Не смейся, тётя, сделай фотоснимок,
как мальчик во дворе играет в мяч,
и августовский воздух так горяч,
прозрачен так невыносимо.
И целый дом, не раненный ещё,
трепещет занавесками на окнах.
Снимай: оно так скоро всё поблекнет,
и время начало уже отсчёт.
И через восемь лет его я встречу —
подросшего мальчишку без мяча,
но с автоматом — там, где, рокоча,
подходит артиллерии предтеча.
Он будет там, с котёнком на руках,
с улыбчивыми полными губами,
уже не мальчик, но ещё не камень,
уже бесстрашный — но познавший страх.
Снимай же, тётя, — а теперь и я
затвором щёлкну фотоаппарата,
поскольку смерть из мира не изъята,
но в вечности останутся друзья.
«Я умереть боюсь…»
Я умереть боюсь,
Как тоненькая вишня во дворе,
Как списанный на землю аппарат «Союз»,
Как травы в ноябре.
И говорю: запомни, затаи,
Люби меня в моём убогом быте.
И мёртвые солдатики мои —
И вы живите.
Я режу хлеб — и смерти не хочу,
Салат крошу — и смерти не хочу.
Черешню ем — и смерти не хочу,
Несу цветы — и смерти не хочу.
А смерть настанет, на меня наступит,
Ногой огромной на меня наступит,
На маму, на кота, на чёрта в ступе.
Но нынче яблони цветут,
Как небо на закате, бледно-розовым.
И скоро лето будет тут
С вареньем абрикосовым.
«Из меня не получится хорошего русского…»

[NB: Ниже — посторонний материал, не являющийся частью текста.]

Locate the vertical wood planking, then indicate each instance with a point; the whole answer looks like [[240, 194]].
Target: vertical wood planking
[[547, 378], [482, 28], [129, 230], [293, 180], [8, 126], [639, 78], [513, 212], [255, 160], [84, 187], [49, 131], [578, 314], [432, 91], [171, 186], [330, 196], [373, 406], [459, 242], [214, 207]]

Из меня не получится хорошего русского.
Вообще ничего хорошего.
Мчит машина, бьётся из окон музыка,
По луганским дорогам изношенным.
Едем с пацанами в форме, совсем молодыми,
Между боевыми и боевыми,
И вроде как смерти нет, и июнем веет.
Никогда не любила лицо своё, не любила имя,
Но, пожалуй, нашла что-то важнее.
Двадцать седьмое мая, холмы, отроги,
Отзвук ястребиного крика.
Бьёт на выход гаубица «Гвоздика».
Это я, это Аничка, следы на луганской дороге,
Цветущая у неё земляника.
«В город пришла война…»
В город пришла война.
В город ложатся мины.
В городе разорвало водопровод,
и течёт вода мутным потоком длинным,
и людская кровь, с ней смешиваясь, течёт.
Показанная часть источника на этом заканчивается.